I recently built a set of traditional on-prem SSIS ETL processes for a data warehouse, only to discover that the client had chosen Azure as the server platform, post development. SSIS (SQL Server Integration Services) is a Microsoft tool that is used to extract, transform and load (ETL) data from one database/source to another. Azure provides a similar service which they call Azure Data Factory (ADF). This service does similar data preparation and transformation but differs in configuration from a developer’s point of view while adding additional functionality such as machine learning and power query. Since the ETL processes had already been designed in SSIS, the simplest option was to create the Staging and DWH (Production) SQL databases on Azure.

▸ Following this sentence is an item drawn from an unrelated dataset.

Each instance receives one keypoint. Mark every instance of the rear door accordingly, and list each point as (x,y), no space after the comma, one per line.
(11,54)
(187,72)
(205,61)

So far so good… what followed was a simple ETL deployment via SQL Server Management Studio (SSMS) to Azure and the processes were ready for their first execution. The events that transpired soon clarified that this approach was not going to work – the problem being that Azure SQL databases do not allow queries initiated in one database to use data from another database, known as cross database querying!

In this first option I discovered there are workarounds such as Azure Elastic Database Query which allow for cross database querying, but upon digging deeper, I realised that SSIS redesign and additional data movement processing costs were imminent.

(Above diagram) Elastic database query allows you to query multiple different databases with Transact-SQL (T-SQL) and therefore negates the need to move data from one DB to another in ADF.

Option 2 was to merge the Staging and DWH SQL databases into a single DB, which bypassed the no cross querying Azure rule, utilising the table schema to separate Staging and DWH objects. This involved the modification of a couple hundred stored procedures, views and functions which I estimated would only require a couple of days to complete! That was still quicker than redesigning and retesting the ETL processes.

Option 3 was to utilise an Azure SQL managed instance. This turned out to be the simplest option with no ETL redesign and no object modification required. Azure SQL Managed Instance (SMI) is essentially the same as a traditional on-prem SQL server, offering all of the functionality you would be accustomed to in that environment.

Once the ETL processes had been deployed to the SMI it was necessary to chain up the respective ETL processes in the correct order and to schedule accordingly. This was achieved by creating pipelines, which is an Azure Data Factory feature that automatically builds and tests code projects and delivers code to the database. These pipelines then simply allowed for the execution of traditional SSIS processes in the Azure environment, which meant I did not have to do any redesign and that was great news.

Azure Pipeline Example

(Above diagram) An example of a pipeline within Azure data factory. You will notice the similarities between SSIS and ADF such as the regular precedence constraints between tasks.

Well done and thank you Microsoft for incorporating a SQL managed instance within Azure!